I likely benefitted from my confessional more than the rest of the family did.  The school ultimately decided not to expel me, but there was probationary hell to pay.  The school disciplinary system was based on demerits—essentially points that count against you.  One might get a few for being late to a class and more for nightcrawling.  If you accumulated more than 21 over the course of a week you were “in the doghouse” and grounded to the campus for the weekend.  You had to get up early on Saturday morning and spend half of the day working, usually cleaning, raking leaves, crushing aluminum cans, or some other kind of custodial work.  I got instant doghouse duties for multiple weeks, and was confined to the campus for a couple of months.

No one ever bothered to tell me that charges weren’t going to be pressed, so I lived under an irrational level of fear and anxiety for months, thinking that I could be called to court and go to juvi at the drop of a hat.  I remember shaking like a leaf and procrastinating for weeks over opening some official looking mail that I received from an alleged “court of law.”  After sweating blood for a week or two I opened it to find that it was some sort of sham sweepstakes junk mail.  I was into submitting my address online to get free samples of anything offered on the world wide web, so I guess my address was brokered.

When they finally let me off the property again, I actually went back to the mall to make what amends I could.  At the jewelry store where I lifted my mom’s Christmas present, I bought another pair of those earrings, hung them back up on the rack, and walked out of the store.  I don’t think I ever told her that those were initially stolen property.

As the end of the school year approached, my parents let me decide whether or not to attend T.J. the following year, or start 9th grade at Paul Pewitt.  As you know, I chose the latter.  I learned some valuable lessons, but still felt that I still needed the kind of accountability that I could only get from the collective that raised me.  By the end of 8th grade I didn’t quite know who I was yet, but I knew what I would never be again— a liar or a thief.  I guess that was the conclusion of my Rumspringa.

Then came 9th grade.  The unluckiest day of my life, without question, was my first day as a freshman.  It was so bad that I wrote it out as a short story years ago, and I’ll post it on my blog along with this letter if I can find it, rather than boring you with the details here.  The following couple of weeks were better, but pretty lonely.  I’ve never been a social butterfly.  My circles still tend to be small and closely knit.  I recognized some of the kids I knew from elementary school in Marietta, but I wasn’t in touch with any of them for the past two years, and their cliques were already formed.  I ate my lunch alone for a while, near groups of friendly, conversing people.  I was lonely and longing to belong, but just horrible at initiating contact, and unsure if I would be welcome.

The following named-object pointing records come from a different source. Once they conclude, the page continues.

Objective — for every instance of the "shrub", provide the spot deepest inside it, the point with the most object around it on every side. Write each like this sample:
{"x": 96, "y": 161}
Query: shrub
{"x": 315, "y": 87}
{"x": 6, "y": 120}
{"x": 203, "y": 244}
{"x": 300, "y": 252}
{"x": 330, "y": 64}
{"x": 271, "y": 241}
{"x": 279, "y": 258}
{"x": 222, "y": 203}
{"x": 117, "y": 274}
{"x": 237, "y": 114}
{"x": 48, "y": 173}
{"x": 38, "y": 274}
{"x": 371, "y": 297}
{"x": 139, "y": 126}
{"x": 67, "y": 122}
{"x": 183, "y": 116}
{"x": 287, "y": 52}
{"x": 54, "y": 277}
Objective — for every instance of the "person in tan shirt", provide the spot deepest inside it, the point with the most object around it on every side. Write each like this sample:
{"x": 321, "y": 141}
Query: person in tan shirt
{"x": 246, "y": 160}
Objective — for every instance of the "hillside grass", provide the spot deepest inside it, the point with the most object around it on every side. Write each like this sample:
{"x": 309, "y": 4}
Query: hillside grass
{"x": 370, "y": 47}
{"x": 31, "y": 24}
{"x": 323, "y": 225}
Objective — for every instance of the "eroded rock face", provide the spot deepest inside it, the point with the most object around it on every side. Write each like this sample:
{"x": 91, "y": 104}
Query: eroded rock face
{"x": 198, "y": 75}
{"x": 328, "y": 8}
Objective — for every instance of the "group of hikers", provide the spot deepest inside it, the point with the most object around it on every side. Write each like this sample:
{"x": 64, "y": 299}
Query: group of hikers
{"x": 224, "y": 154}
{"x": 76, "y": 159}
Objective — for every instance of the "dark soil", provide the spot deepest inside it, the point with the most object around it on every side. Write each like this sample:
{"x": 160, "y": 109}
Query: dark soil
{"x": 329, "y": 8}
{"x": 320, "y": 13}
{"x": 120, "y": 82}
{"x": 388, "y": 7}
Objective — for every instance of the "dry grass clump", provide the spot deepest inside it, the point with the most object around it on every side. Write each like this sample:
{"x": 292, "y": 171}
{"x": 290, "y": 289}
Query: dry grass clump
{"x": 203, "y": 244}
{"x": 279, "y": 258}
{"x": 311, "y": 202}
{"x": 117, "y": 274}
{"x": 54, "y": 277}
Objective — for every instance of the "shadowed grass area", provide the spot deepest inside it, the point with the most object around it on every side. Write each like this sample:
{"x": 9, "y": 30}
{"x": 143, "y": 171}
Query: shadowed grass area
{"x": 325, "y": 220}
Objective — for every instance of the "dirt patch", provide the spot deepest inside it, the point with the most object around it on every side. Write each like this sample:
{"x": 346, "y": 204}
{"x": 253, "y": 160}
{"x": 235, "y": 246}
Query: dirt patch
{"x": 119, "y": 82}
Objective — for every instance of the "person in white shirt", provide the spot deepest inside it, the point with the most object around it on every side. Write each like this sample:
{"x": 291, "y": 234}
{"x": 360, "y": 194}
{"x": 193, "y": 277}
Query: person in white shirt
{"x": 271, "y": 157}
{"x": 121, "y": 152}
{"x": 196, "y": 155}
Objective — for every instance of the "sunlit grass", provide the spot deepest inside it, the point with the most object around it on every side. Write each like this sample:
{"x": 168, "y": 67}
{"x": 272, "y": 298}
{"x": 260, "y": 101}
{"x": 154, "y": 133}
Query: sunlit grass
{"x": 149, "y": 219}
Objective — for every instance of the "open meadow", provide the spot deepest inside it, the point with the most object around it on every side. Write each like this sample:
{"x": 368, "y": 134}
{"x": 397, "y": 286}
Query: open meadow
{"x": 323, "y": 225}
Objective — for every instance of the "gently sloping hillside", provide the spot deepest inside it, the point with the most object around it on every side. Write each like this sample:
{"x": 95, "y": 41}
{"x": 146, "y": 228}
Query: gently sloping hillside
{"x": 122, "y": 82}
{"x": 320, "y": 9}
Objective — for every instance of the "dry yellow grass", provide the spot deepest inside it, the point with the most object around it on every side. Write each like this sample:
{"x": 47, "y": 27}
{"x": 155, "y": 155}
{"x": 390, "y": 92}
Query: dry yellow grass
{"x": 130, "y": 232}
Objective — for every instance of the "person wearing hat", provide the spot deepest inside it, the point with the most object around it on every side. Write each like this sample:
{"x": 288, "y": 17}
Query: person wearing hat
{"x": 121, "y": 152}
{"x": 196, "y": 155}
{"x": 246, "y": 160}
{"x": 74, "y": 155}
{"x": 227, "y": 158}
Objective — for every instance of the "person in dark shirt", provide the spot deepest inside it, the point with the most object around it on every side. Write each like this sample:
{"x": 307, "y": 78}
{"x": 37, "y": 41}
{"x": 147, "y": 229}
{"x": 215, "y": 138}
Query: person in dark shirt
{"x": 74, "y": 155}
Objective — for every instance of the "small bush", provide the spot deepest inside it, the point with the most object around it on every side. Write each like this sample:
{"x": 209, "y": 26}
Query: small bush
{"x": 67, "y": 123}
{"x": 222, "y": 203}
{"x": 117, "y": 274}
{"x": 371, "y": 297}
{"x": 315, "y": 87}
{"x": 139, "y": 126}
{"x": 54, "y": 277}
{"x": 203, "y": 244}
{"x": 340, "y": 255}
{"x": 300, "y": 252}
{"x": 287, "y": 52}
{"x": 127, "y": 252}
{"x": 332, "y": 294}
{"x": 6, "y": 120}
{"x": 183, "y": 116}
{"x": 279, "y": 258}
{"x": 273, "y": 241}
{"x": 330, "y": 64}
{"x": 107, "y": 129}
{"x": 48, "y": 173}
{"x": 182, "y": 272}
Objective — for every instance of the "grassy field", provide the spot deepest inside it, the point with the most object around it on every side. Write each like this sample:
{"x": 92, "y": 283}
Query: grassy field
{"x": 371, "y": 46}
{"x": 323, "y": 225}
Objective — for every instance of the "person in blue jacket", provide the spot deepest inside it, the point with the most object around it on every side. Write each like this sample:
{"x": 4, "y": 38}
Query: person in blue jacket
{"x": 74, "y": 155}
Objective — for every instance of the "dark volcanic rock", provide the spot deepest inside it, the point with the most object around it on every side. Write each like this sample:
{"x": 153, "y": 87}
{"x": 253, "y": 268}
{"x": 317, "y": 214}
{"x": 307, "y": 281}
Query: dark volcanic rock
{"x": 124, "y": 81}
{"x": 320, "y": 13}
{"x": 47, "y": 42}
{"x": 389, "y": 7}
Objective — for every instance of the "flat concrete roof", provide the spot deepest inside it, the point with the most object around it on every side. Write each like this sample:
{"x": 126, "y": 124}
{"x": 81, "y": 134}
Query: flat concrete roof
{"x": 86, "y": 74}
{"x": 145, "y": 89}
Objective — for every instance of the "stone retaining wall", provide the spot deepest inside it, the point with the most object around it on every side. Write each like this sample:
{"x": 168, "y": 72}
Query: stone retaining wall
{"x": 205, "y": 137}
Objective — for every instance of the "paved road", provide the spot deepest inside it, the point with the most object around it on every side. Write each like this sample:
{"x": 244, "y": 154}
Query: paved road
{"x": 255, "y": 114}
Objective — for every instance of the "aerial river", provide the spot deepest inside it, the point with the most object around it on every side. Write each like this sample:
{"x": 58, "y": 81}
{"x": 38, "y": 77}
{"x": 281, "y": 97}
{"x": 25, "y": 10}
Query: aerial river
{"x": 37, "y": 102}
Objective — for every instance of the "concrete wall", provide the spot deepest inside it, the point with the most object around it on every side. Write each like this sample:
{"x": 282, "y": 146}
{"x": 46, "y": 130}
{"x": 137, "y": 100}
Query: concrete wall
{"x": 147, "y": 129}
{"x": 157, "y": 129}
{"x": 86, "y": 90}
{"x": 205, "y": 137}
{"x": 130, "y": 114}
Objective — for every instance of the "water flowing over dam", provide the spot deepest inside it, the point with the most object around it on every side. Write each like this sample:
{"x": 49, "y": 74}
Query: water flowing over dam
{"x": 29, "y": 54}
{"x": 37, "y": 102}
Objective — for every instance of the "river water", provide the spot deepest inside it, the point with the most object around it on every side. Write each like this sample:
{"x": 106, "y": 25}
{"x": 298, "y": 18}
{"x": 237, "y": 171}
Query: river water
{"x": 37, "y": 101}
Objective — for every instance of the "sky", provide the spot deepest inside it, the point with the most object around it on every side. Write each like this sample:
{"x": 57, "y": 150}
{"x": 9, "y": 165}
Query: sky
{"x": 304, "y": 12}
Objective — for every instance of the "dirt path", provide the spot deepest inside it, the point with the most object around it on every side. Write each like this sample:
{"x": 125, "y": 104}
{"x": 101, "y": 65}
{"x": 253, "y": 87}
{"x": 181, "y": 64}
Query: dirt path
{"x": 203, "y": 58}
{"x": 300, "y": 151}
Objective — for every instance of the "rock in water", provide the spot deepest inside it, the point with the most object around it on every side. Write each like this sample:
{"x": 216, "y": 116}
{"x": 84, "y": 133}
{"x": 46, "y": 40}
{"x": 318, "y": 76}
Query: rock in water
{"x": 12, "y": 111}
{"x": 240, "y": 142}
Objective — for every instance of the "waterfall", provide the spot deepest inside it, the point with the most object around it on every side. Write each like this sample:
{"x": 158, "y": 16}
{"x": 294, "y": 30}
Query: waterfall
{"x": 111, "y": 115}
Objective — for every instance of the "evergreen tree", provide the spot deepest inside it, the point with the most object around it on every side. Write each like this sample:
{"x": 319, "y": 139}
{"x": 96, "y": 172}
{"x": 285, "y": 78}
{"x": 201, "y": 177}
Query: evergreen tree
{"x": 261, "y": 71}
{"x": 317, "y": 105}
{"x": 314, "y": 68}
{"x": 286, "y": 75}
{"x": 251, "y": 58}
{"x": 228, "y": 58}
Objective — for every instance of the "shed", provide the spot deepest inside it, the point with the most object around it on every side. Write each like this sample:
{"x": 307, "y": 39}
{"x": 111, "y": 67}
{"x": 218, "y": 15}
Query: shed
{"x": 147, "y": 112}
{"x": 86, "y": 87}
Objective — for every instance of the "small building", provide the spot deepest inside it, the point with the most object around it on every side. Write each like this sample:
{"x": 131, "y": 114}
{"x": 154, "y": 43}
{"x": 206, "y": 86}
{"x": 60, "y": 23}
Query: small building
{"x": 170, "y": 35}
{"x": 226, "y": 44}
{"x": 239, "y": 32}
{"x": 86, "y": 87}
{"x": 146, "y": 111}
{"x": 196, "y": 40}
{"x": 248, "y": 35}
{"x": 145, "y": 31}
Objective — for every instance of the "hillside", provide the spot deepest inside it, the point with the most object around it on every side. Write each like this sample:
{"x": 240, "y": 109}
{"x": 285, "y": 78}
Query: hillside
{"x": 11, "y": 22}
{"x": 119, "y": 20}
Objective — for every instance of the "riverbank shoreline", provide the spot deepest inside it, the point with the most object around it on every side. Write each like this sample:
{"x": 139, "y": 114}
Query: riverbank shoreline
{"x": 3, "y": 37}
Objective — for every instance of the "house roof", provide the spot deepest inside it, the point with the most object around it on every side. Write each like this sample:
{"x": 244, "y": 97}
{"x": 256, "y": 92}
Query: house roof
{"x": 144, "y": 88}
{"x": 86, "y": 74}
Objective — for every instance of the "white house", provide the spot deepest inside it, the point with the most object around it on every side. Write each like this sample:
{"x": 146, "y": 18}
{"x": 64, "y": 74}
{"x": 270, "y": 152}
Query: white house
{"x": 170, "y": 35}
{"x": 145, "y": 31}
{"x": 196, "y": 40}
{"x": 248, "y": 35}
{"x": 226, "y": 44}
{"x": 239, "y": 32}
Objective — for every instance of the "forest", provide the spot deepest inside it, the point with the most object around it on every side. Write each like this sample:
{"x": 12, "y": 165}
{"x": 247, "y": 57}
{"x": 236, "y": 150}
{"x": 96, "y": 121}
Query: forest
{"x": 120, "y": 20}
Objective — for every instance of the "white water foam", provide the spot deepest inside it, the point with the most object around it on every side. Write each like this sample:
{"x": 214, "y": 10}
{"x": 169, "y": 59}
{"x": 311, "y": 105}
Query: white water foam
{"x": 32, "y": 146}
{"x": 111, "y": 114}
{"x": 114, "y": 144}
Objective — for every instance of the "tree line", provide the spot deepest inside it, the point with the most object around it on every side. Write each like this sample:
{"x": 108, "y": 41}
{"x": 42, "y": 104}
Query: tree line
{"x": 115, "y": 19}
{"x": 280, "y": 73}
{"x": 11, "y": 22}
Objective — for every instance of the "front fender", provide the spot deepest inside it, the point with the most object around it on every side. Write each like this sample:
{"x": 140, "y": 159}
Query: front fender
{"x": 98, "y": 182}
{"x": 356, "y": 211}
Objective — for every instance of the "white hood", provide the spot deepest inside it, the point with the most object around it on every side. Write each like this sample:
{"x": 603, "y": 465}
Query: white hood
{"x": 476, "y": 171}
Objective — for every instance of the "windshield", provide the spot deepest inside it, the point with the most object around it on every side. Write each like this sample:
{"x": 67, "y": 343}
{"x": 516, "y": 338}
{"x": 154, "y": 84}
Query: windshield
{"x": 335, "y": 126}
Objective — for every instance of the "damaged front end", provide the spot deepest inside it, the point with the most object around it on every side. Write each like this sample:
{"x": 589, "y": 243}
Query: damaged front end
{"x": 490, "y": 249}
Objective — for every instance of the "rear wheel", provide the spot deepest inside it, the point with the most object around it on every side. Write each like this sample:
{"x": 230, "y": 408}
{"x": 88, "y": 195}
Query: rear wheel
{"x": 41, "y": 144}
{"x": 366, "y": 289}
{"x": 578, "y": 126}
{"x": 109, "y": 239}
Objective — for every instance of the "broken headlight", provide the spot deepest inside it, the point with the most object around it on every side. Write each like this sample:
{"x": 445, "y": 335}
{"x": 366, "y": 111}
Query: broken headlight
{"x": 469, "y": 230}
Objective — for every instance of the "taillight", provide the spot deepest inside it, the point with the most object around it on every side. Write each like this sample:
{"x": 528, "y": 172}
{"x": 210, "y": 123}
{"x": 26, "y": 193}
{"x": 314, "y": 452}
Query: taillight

Then I caught the interest of a girl.  The super skinny one with the giant glasses and the stringy dark hair who always ate lunch with apparently her only girlfriend, up against the windows near the doorway on the landing at the top of the ramp.  I don’t remember her name now, but was in her vocal range then, and so relieved to not be invisible anymore that when she invited me to join the misfits, I did.  And then so flattered when she asked if I would be her boyfriend a few lunch periods later, that I shrugged and said “ok” because it was easier than “no” and then lunching alone again.  It wasn’t a week before she mentioned kissing and said she would wear a bikini just for me “this summer.”  That was uncomfortable to visualize.  I didn’t find her attractive— I just needed someone to talk to.

That’s when you rescued me.  I remember sitting right next to my lunch period “girlfriend,” wondering if loneliness would be preferable to that awkwardness, when you invited me to come on over and join you on the ramp.  I ghosted my association of desperation on the spot.  That concrete hillside where I sat down was the spot where you, Stew, Chewy, and I would play countless raucous rounds of Spades over the following four years.  Your invitation that day brought me into the fold that defined the rest of my high school years.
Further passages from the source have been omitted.